Ramona · 17 June 2004

I loved this article..I have a 2 year old Dobie and she has been able to bring me her toys by name since she was a pup..And needless to say she a lot of toys..When I get her a new one she knows its name by the end of the day and can bring it to me when I ask..She is truely a special little lady..

Joel Lewis · 17 June 2004

Hi matt.
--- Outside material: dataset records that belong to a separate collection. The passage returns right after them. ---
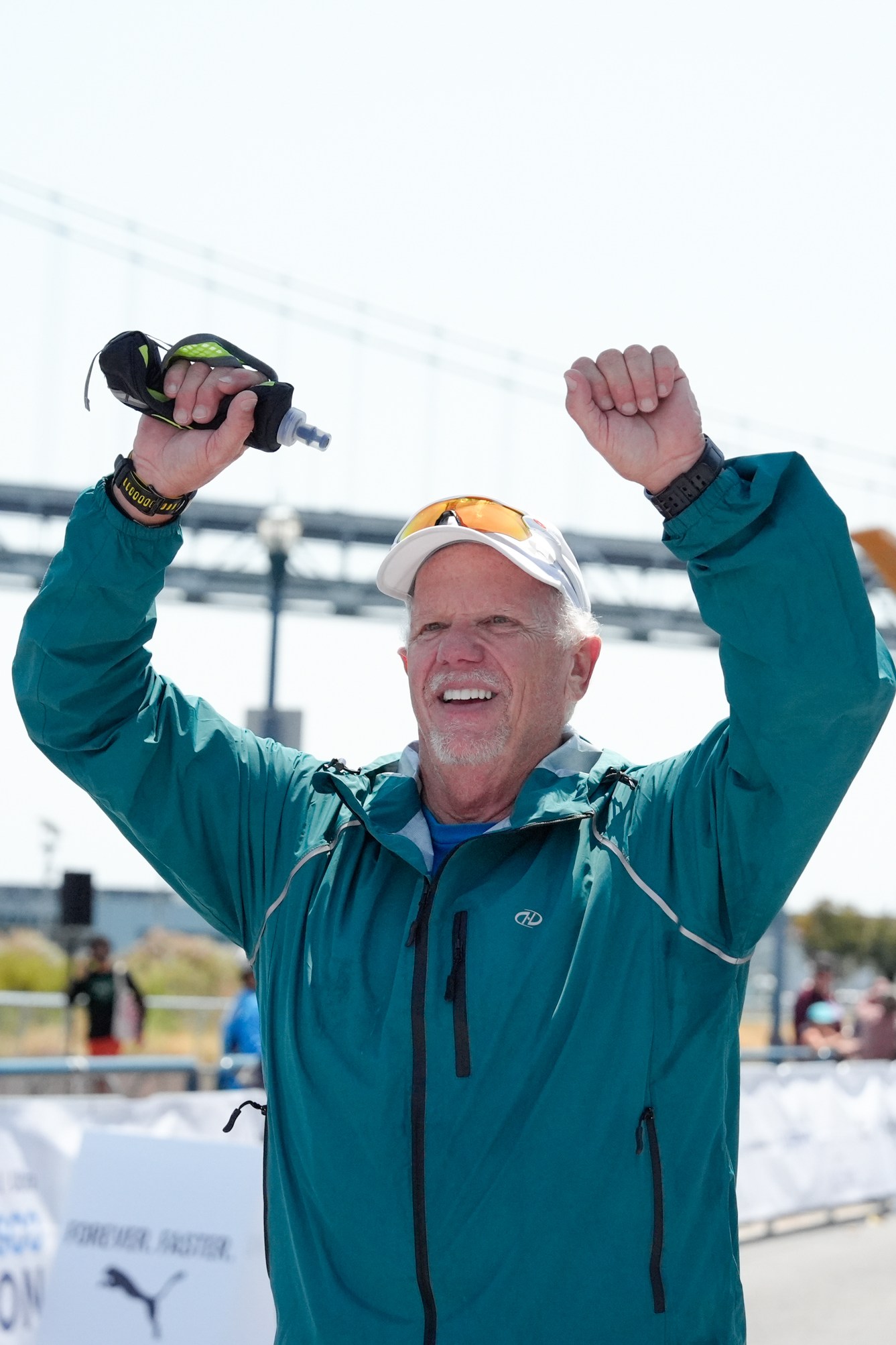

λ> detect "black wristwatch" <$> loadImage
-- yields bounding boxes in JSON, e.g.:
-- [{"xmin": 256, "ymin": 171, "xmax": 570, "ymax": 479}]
[
  {"xmin": 643, "ymin": 434, "xmax": 725, "ymax": 518},
  {"xmin": 109, "ymin": 453, "xmax": 196, "ymax": 518}
]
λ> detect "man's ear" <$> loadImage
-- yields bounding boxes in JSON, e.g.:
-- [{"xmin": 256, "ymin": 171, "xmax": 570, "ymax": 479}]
[{"xmin": 570, "ymin": 635, "xmax": 600, "ymax": 701}]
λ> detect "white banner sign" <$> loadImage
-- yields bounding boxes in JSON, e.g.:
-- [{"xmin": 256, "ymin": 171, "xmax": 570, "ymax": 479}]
[
  {"xmin": 737, "ymin": 1060, "xmax": 896, "ymax": 1222},
  {"xmin": 0, "ymin": 1131, "xmax": 56, "ymax": 1345},
  {"xmin": 36, "ymin": 1130, "xmax": 274, "ymax": 1345}
]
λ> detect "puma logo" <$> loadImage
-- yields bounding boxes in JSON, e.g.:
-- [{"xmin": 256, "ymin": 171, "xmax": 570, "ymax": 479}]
[{"xmin": 99, "ymin": 1266, "xmax": 187, "ymax": 1340}]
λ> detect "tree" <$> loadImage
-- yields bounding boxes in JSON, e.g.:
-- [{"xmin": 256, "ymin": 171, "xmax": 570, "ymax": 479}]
[{"xmin": 794, "ymin": 898, "xmax": 896, "ymax": 980}]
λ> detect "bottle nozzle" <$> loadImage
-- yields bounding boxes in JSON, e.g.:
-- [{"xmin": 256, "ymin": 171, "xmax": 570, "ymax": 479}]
[{"xmin": 277, "ymin": 406, "xmax": 330, "ymax": 453}]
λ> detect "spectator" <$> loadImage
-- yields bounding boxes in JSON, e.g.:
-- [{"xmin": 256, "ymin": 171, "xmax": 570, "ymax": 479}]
[
  {"xmin": 856, "ymin": 978, "xmax": 896, "ymax": 1060},
  {"xmin": 799, "ymin": 999, "xmax": 858, "ymax": 1060},
  {"xmin": 68, "ymin": 937, "xmax": 146, "ymax": 1056},
  {"xmin": 794, "ymin": 956, "xmax": 844, "ymax": 1047},
  {"xmin": 218, "ymin": 963, "xmax": 262, "ymax": 1088}
]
I've read the Science article that all of this revolves around, and in response to pullum's 'cry of outrage' that you link to, what is so exciting about this research is that rico appears to be doing MORE than simply associating sounds to objects-he appears to show the abillity, if given a word he has never heard before, then sent to fetch any of a number of objects, including one which he has never been exposed to before, to reason that the novel word must be a request for the 'new' object. In other words, he appears to show 'reason by exclusion', and can often still remember the new word, after a single trial, three weeks later. Now, this doesn't necessarilly indicate that he understands language;he may only associate all of this with fectching(though some intruiging annectdotal evidence suggests otherwise), but if this holds up, with him showing these same abillities in response to other people's commands, the this certainly shows some amazingly complex thinking for a lil' old doggie-more than mere associative conditioning!

Joel

Margaret S. · 17 June 2004

It is possible that Rico interprets these as commands to fetch the items. He clearly interprets kennel, house, and bed, for example, as commands, not nouns. So maybe Rico understands only commands.

Or maybe we only understand his responses when he interprets them as commands.